Optimal Aggregation of LLM and PRM Signals for Efficient Test-Time Scaling
Pith reviewed 2026-05-18 07:31 UTC · model grok-4.3
The pith
Calibrating weights to combine LLM and PRM signals improves test-time scaling while using far less computation.
A machine-rendered reading of the paper's core claim, the machinery that carries it, and where it could break.
Core claim
We develop a theoretical framework for optimally combining signals from both the LLM and the PRM. Our framework reveals that the optimal strategy is a weighted aggregation of responses, a strategy whose effectiveness hinges on estimating weights that capture the complex interplay between the models. Based on our theoretical results, we empirically show that these optimal weighting functions differ significantly across LLM-PRM pairs and, notably, often assign substantial negative weights. Motivated by these insights, we propose efficient pre-computation methods to calibrate these weighting functions.
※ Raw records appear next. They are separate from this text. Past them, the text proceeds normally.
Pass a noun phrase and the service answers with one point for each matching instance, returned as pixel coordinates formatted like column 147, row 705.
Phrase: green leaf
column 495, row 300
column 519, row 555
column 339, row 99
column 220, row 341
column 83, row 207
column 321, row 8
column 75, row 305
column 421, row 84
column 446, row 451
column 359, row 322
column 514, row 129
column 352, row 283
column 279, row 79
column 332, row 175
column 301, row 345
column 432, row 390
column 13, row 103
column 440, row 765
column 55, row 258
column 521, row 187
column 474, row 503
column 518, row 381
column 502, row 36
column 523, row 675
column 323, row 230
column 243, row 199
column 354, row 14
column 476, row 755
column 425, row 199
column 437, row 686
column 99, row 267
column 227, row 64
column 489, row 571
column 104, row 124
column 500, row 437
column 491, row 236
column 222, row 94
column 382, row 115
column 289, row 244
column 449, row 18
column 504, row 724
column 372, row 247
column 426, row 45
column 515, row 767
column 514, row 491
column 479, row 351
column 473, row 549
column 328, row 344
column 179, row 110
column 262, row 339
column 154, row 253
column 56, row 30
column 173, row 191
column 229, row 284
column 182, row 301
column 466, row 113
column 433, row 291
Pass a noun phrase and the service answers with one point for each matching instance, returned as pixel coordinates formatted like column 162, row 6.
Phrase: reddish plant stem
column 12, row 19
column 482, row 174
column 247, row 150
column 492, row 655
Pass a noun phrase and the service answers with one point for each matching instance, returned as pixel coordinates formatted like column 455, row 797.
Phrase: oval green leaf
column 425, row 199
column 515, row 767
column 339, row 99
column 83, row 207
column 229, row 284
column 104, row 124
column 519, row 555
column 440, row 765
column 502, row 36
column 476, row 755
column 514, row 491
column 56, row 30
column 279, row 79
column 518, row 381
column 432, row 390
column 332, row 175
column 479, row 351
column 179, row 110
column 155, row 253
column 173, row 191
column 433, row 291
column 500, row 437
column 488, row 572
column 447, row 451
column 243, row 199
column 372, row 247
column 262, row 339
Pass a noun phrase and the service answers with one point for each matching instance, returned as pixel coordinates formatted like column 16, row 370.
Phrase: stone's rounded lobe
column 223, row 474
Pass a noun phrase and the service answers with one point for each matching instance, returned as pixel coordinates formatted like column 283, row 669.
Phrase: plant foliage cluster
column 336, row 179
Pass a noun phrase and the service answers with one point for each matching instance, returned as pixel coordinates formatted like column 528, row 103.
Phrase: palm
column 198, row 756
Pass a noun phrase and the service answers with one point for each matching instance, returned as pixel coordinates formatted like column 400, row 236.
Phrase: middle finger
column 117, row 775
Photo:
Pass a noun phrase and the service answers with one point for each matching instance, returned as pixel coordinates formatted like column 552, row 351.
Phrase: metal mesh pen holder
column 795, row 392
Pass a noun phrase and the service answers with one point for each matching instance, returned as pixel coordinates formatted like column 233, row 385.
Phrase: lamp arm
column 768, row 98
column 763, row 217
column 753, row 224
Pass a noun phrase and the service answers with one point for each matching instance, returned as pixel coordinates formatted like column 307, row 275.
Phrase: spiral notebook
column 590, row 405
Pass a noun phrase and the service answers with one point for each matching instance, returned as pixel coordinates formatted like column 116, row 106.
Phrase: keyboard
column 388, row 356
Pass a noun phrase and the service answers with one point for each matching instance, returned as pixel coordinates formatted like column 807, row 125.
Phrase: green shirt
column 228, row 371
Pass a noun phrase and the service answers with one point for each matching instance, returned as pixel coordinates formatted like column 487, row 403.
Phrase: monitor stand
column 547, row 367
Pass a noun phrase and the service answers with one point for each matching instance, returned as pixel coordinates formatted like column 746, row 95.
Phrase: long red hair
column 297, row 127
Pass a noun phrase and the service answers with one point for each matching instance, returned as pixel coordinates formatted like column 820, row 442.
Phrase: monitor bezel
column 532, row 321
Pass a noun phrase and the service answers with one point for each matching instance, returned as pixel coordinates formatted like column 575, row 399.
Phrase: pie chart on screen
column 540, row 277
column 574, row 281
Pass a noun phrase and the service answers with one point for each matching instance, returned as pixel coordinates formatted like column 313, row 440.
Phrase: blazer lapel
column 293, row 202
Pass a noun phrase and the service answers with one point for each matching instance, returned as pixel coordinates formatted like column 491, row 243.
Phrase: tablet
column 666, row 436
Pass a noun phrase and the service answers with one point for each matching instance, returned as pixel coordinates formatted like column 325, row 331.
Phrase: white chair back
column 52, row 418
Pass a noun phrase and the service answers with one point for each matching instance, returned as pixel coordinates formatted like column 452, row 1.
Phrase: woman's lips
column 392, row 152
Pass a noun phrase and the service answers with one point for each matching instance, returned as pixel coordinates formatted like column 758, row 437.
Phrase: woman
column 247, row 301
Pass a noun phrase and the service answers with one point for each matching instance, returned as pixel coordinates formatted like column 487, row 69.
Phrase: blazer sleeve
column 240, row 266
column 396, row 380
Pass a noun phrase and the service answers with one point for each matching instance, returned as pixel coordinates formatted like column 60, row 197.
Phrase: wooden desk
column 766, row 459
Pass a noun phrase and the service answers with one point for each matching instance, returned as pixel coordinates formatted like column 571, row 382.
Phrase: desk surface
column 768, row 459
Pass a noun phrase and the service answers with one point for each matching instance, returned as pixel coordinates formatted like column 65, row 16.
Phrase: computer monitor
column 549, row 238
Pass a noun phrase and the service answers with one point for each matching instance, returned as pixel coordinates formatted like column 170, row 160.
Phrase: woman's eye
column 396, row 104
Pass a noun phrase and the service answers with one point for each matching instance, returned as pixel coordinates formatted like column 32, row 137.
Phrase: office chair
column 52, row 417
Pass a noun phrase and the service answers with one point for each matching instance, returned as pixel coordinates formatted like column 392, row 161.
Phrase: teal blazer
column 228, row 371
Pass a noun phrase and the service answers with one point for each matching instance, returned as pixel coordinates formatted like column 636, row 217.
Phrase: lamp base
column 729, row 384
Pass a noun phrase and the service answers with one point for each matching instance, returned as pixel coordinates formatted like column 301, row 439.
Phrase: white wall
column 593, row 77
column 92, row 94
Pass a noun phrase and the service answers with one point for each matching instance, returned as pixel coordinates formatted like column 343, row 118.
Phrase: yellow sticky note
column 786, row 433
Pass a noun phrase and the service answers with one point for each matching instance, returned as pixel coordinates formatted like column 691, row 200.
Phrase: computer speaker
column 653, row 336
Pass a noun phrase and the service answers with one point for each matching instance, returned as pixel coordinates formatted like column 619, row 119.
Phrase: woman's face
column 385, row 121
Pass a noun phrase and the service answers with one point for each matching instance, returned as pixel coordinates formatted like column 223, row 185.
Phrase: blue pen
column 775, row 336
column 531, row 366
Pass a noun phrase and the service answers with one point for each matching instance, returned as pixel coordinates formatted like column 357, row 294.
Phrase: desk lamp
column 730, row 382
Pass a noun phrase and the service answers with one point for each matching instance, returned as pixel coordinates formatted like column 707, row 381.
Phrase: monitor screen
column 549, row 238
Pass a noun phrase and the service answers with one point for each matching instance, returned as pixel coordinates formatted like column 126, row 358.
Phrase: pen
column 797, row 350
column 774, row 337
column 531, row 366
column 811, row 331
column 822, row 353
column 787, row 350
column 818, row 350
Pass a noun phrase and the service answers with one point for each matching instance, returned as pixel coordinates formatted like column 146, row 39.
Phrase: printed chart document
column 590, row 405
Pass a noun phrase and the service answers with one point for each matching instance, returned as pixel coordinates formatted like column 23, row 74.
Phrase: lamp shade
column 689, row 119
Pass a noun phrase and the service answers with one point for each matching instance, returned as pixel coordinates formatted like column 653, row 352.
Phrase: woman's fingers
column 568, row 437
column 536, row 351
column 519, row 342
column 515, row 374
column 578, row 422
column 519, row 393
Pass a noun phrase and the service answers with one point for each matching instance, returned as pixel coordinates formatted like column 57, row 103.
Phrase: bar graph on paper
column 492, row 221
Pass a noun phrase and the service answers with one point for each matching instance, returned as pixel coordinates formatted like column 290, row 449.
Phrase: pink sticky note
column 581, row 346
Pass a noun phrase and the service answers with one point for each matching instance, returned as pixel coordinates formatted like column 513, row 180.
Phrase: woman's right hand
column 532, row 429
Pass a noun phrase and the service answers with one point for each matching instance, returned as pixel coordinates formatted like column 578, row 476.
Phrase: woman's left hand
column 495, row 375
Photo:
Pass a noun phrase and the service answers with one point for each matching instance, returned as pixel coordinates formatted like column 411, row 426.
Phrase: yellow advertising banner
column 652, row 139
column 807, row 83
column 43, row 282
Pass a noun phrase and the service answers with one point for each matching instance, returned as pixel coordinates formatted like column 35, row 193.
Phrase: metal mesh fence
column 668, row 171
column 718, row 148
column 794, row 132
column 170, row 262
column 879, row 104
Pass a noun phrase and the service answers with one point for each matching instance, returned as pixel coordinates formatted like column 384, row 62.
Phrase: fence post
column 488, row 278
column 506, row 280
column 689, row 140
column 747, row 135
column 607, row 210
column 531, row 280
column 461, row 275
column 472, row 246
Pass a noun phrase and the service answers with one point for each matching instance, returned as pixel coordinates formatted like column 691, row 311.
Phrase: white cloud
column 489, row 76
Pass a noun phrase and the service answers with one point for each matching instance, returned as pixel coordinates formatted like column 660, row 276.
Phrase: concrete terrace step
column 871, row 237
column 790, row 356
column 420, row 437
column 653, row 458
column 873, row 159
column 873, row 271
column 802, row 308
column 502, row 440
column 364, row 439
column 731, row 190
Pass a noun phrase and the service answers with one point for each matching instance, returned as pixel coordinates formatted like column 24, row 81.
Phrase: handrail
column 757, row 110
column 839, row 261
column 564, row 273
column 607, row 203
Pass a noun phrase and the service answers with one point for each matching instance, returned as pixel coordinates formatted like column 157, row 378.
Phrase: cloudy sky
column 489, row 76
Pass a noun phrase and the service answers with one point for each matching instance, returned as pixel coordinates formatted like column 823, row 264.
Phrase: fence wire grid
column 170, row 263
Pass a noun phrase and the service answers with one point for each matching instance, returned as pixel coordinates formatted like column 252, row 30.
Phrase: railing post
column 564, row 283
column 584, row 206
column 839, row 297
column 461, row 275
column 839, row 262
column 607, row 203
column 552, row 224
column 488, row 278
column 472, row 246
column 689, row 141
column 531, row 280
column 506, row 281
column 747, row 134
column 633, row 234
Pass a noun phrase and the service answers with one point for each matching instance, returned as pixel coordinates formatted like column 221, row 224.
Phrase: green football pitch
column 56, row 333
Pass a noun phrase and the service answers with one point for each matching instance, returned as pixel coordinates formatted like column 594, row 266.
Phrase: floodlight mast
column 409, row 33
Extensive experiments across 5 LLMs and 7 PRMs demonstrate that our calibration method boosts
What carries the argument
Optimal weighted aggregation of responses, where weights for LLM and PRM signals are calibrated via pre-computation to account for their specific interplay including negative values.
If this is right
- Optimal weights for the aggregation vary significantly across different LLM-PRM pairs.
- Negative weights frequently improve results by correcting biases present in the individual signals.
- Pre-computation of the weights allows the method to achieve gains with only 21.3 percent of the computation required by vanilla weighted majority voting.
- Better aggregation strategies offer a path to performance improvements that does not rely on increasing the volume of test-time computation.
Where Pith is reading between the lines
- The calibration technique might extend naturally to other verification signals or ensembles of reward models.
- Negative weights could be inspected to reveal systematic error patterns in either the LLM or the PRM.
- Dynamic re-calibration during inference on new domains could further reduce reliance on static pre-computation.
Load-bearing premise
Optimal weights that capture the interplay between LLM and PRM signals exist and can be accurately estimated by pre-computation methods that generalize beyond the calibration data.
What would settle it
Apply the pre-computed weights from one set of LLM-PRM pairs and calibration problems to an entirely new benchmark or model pair and observe whether performance still exceeds vanilla weighted majority voting.
read the original abstract
Process reward models (PRMs) are a cornerstone of test-time scaling (TTS), designed to verify and select the best responses from large language models (LLMs). However, this promise is challenged by recent benchmarks where simple majority voting, which ignores PRM signals, occasionally outperforms standard PRM-based selection. This raises a critical question: How can we effectively utilize verification signals from PRMs for TTS? To address this, we start by developing a theoretical framework for optimally combining signals from both the LLM and the PRM. Our framework reveals that the optimal strategy is a weighted aggregation of responses, a strategy whose effectiveness hinges on estimating weights that capture the complex interplay between the models. Based on our theoretical results, we empirically show that these optimal weighting functions differ significantly across LLM-PRM pairs and, notably, often assign substantial negative weights. Motivated by these insights, we propose efficient pre-computation methods to calibrate these weighting functions. Extensive experiments across 5 LLMs and 7 PRMs demonstrate that our calibration method significantly boosts the TTS efficiency, surpassing the performance of vanilla weighted majority voting while using only $21.3\%$ of the computation. Ultimately, our work demonstrates that investing in a more intelligent aggregation strategy can be a more convincing path to performance gains than simply scaling test-time computation.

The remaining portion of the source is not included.